There is a clearly a spritual content to Freemasonry, but because there are varieties of the practice, there will inevitably be different spritualities. All require a belief in a Deity and in the afterlife, and some require members to be Christians and have their origin in the Catholic refugee flight from Scotland in the seventeenth century. The spirituality has Gnostic and Rosicrucian elements.

So what does this mean for Catholics and the Catholic Church? The usual objection is that Freemasonry is esoteric - that is, members are initiated into the teachings of the organisation in a step-by-step manner, whereas the Catholic Church is an open path. But there is a good reason for this. Any ordinary academic subject is naturally pursued step-by-step. It is often the case that what is comprehensible to a student who has studied a discipline in the correct order will seem nonsensical if presented to a beginner. And Catholicism is not really an open system either, as the doctrines and dogmas of the Catholic Church, which make sense to a believer, appear nonsensical or oppressive to someone who has contact with them for the first time. Some of the teaching of the Catholic Church make no sense to anyone who has not experienced "conversion" and thereby received the "gift of faith". This is why the Catholic church comes under criticism for its views on all sorts of things, whereas to those who have received this gift of faith, they make complete sense.

Given this experiential dimension to Catholicism, it can reasonably be argued that it is itself gnostic, at least to the extent that Catholics have no need to become Freemasons. Should they feel drawn in that direction, they should make a more positive effort to commit themselves to their Catholicism. Were they to join, it would result in confusions and they should most certainly obey the teaching of the Church in this matter.

As to whether there is a plot to destroy the Catholic Church - it seems that Freemasonry encompasses a diversity of practices, some of which might possibly be anti-Catholic in sentiment. But as Catholics must not become Freemasons and what goes on in the Masonic rites is confidential, no trustworthy information will ever be revealed.

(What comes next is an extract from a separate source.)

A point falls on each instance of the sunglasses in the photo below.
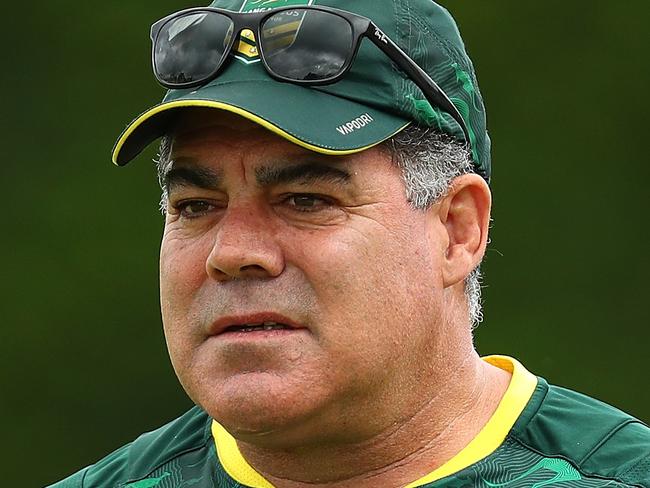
(309, 45)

But there is no need to invoke the notion of a Masonic plot to account for the decline of the Catholic Church in Western Europe since 1960. The damage is self-inflicted and unfortunately continuing. The clergy responsible are going to have a lot to answer for. This is not a new thing; the Catholic hierarchy were reluctant to challenge the unjust status quo in eighteenth century Europe, thereby creating the breeding ground for the French Revolution. Even people like St Vincent de Paul seem not to have questioned the economic system which created the class of poor on which he and his patrician women associates lavished their charity.

There is no need to invoke conspiracy theory. The Catholic church comes under attack when Catholics stop proclaiming Christianity and conducting themselves as Christians.